FoM:L3 - Pharmacokinetics 1, administration and absorption Flashcards
What are the 4 main factors in pharmacokinetics? Briefly outline each one
Absorption - outside the body into the blood
Distribution - blood into extravascular tissue
Metabolism - back into blood/metabolites
Excretion - from the blood to outside the body
What are the main routes of drug administration?
- local: topical
- systemic: enteral or parenteral
What is the function of an enteric coating?
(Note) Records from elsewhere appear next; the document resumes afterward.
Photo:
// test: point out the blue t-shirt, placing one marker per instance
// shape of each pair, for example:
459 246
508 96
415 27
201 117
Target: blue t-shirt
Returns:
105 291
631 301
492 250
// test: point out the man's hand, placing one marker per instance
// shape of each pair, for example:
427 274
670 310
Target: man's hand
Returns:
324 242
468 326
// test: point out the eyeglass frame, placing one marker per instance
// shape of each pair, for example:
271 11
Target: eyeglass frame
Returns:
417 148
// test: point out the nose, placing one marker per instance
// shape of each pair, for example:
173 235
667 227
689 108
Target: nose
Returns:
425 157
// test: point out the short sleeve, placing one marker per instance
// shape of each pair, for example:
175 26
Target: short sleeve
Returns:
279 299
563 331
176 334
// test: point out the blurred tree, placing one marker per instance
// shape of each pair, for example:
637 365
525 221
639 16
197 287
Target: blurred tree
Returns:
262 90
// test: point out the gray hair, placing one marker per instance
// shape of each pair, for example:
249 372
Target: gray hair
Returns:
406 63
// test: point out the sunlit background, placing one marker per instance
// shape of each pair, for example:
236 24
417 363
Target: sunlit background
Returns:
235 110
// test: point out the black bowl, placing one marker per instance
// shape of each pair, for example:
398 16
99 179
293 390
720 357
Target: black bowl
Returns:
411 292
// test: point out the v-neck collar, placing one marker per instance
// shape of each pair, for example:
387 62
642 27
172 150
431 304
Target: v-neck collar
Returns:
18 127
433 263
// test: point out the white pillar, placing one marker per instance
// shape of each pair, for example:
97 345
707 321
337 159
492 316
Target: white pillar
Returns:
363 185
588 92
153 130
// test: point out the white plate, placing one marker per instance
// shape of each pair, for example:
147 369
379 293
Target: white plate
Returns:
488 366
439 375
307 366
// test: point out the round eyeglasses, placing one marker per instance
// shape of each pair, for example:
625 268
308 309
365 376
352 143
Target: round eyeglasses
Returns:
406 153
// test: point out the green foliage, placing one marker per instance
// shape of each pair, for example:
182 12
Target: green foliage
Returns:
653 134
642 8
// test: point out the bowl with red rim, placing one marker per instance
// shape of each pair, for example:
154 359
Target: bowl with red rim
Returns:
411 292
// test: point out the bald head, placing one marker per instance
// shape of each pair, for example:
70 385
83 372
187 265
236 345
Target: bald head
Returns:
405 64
prevents disintegration in the stomach
What are extended release drugs?
- tablets have been modified so drug is slowly released through permeable membrane
- reduce frequency of dosing
What are parenteral formulations?
- injectables
- liquid or lyophilised
What are the types of topical formations?
- cutaneous
- inhaled
- eye/nasal drops
- implants
- suppositories
Where do most oral drugs get absorbed?
- small intestine
- except alcohol and aspirin
- rate impacted by whether food has been eaten as well as if liquid/solid meals
What is the pathway of an oral drug?
- absorbed in stomach/small intestine
- travel to the liver
- reaches general circulation
What is first-pass metabolism?
- first time a drug passes through the liver before entering systemic circulation
- affects bioavailability
What enteral routes avoid first-pass metabolism?
- buccal
- sublingual
- rectal
What are the types of parenteral administration?
- IV - instantaneous
- IM - intermediate
- SC - slow
all avoid 1st-pass metabolism and GI tract
What are the topical routes of action?
- transdermal - slow, lipophilic drug
- inhaled - rapid, low dose, targeted
How might penetration of membranes or barriers occur?
- simple diffusion
- facilitated diffusion
- active transport
- aqueous pores
- intercellular junctions
How do lipid soluble drugs pass through membranes?
simple diffusion
How do low MW, water soluble drugs pass through membranes?